Unnamed: 0,age,sex,trestbps,chol,cp,exang,fbs,thalach,heart_disease
0,63.0,male,145.0,233.0,typical angina,0.0,1.0,150.0,absence
1,67.0,male,160.0,286.0,asymptomatic,1.0,0.0,108.0,presence
2,67.0,male,120.0,229.0,asymptomatic,1.0,0.0,129.0,presence
3,37.0,male,130.0,250.0,non-anginal pain,0.0,0.0,187.0,absence
4,41.0,female,130.0,204.0,atypical angina,0.0,0.0,172.0,absence


In [23]:
num_highfbs_patients = len(heart[heart.fbs == 1])
num_highfbs_patients

45

#### 8.

- Sometimes, part of an analysis will involve comparing a sample to known population values to see if the sample appears to be representative of the general population.
- By some estimates, about 8% of the U.S. population had diabetes (diagnosed or undiagnosed) in 1988 when this data was collected. 
- While there are multiple tests that contribute to a diabetes diagnosis, fasting blood sugar levels greater than 120 mg/dl can be indicative of diabetes (or at least, pre-diabetes). 
- If this sample were representative of the population, approximately how many people would you expect to have diabetes? 
- Calculate and print out this number.
- Is this value similar to the number of patients with a resting blood sugar above 120 mg/dl — or different?

In [24]:
# 8% of the US population has diabetes in 1988
# fbs > 120 mg/dl can be indicative of diabetes (or pre-diabetes)

len(heart) * 0.08

24.240000000000002

#### 9.

- Does this sample come from a population in which the rate of fbs > 120 mg/dl is equal to 8%? 
- Import the function from `scipy.stats` that you can use to test the following null and alternative hypotheses:
    - **Null**: This sample was drawn from a population where 8% of people have fasting blood sugar > 120 mg/dl
    - **Alternative**: This sample was drawn from a population where more than 8% of people have fasting blood sugar > 120 mg/dl

In [34]:
from scipy.stats import binomtest

# Parameters:
# k: number of observed successes
# n: number of total trials
# p: expected probability of success.
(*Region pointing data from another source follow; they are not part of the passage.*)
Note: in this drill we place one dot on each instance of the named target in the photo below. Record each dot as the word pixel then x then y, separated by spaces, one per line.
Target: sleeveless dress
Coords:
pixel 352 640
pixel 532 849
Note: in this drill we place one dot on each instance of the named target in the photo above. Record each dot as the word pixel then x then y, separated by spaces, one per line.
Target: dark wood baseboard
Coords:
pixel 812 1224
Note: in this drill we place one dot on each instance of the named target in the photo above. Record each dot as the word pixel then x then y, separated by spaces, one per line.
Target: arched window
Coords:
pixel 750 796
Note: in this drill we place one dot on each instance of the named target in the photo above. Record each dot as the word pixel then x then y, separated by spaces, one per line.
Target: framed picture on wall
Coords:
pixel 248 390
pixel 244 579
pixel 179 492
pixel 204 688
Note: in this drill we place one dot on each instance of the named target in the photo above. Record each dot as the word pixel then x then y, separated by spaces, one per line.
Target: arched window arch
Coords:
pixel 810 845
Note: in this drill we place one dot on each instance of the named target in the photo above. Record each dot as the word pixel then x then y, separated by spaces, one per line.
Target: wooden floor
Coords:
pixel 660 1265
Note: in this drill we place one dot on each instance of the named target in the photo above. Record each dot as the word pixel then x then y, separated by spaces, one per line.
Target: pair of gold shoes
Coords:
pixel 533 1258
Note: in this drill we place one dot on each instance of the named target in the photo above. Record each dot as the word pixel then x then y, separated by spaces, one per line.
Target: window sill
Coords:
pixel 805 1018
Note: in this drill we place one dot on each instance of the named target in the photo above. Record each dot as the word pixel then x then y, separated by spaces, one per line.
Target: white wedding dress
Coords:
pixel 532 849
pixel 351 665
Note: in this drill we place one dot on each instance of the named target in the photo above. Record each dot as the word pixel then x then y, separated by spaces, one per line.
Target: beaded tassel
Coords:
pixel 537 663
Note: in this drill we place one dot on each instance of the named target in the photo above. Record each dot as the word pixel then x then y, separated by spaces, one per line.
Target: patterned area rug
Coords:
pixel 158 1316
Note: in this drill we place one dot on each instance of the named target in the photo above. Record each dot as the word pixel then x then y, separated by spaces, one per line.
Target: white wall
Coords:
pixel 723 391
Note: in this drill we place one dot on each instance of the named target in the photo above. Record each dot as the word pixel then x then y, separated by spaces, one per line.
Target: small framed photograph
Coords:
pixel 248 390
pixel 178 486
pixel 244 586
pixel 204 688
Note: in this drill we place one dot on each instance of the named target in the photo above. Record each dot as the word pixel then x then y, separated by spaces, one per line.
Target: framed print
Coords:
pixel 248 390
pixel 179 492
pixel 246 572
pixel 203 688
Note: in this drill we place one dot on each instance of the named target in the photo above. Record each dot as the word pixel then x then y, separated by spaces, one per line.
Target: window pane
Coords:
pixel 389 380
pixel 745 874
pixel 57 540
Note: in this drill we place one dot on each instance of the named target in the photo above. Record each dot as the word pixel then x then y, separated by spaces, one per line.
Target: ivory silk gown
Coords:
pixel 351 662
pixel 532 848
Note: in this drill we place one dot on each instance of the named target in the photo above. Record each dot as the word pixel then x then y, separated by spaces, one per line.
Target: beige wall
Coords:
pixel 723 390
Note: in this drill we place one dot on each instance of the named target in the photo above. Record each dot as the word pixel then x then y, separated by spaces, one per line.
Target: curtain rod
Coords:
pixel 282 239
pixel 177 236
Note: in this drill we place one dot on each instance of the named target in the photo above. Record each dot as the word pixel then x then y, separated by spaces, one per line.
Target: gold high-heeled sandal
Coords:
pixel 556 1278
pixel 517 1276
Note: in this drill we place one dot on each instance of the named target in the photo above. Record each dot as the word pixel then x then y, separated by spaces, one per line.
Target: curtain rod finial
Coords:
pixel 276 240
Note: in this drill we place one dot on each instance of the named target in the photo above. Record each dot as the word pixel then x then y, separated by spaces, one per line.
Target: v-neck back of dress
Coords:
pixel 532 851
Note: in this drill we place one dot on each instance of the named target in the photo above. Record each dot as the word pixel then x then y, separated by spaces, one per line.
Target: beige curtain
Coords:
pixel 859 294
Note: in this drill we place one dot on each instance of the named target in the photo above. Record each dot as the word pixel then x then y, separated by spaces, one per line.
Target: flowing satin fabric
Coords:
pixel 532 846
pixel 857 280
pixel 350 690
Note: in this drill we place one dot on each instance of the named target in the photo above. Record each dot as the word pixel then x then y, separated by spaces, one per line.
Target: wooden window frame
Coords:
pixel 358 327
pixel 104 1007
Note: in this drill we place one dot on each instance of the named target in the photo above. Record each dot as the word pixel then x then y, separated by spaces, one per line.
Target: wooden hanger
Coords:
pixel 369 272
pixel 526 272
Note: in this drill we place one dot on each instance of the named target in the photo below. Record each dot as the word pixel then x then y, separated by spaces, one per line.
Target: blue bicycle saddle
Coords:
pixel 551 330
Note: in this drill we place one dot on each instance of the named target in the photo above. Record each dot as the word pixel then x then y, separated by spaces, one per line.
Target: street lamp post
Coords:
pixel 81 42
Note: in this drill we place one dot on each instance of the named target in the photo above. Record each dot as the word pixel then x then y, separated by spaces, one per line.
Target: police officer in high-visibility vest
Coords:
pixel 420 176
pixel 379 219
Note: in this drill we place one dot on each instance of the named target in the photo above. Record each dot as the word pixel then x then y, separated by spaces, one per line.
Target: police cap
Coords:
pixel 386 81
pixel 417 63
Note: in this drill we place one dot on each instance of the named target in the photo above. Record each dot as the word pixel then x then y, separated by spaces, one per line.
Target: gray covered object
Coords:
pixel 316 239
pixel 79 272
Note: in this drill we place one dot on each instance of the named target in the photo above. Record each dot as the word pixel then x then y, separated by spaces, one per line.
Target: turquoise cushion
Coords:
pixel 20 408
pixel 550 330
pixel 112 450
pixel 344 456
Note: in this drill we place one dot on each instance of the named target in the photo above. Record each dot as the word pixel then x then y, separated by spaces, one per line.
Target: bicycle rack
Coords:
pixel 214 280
Default is 0.5
# alternative: 'two-sided', 'greater', or 'less'. Default is 'two-sided'

p_value = binomtest(num_highfbs_patients, len(heart), 0.08, alternative='greater')
p_value

BinomTestResult(k=45, n=303, alternative='greater', statistic=0.1485148514851485, pvalue=4.689471951448875e-05)

#### 10.

- Run the hypothesis test indicated in task 9 and print out the p-value. 
- Using a significance threshold of 0.05, can you conclude that this sample was drawn from a population where the rate of fasting blood sugar > 120 mg/dl is significantly greater than 8%?

In [32]:
p_value.pvalue

np.float64(4.689471951448875e-05)

- The `binomtest()` function takes four parameters (in order):
    - The observed number of “successes” (in this case, the number of people in the sample who had fasting blood sugar greater than 120 mg/dl)
    - The number of “trials” (in this case, the number of patients)
    - The null probability of “success” (in this case, 0.08)
    - The `alternative` parameter, which indicates the alternative hypothesis for the test (eg.,`'two-sided'` `'greater'` or `'less'`)
- The output is the BinomTestResult, which contains more information:
    - k: used number of successes
    - n: used number of trials
    - alternative: used alternative hypothesis
    - pvalue: the p-value of the test
- If you run the test correctly, you should get a p-value of `4.689471951449078e-05` which is equivalent to `0.0000469` (the e-5 at the end indicates scientific notation). This is less than 0.05, indicating that this sample likely comes from a population where more than 8% of people have fbs > 120 mg/dl.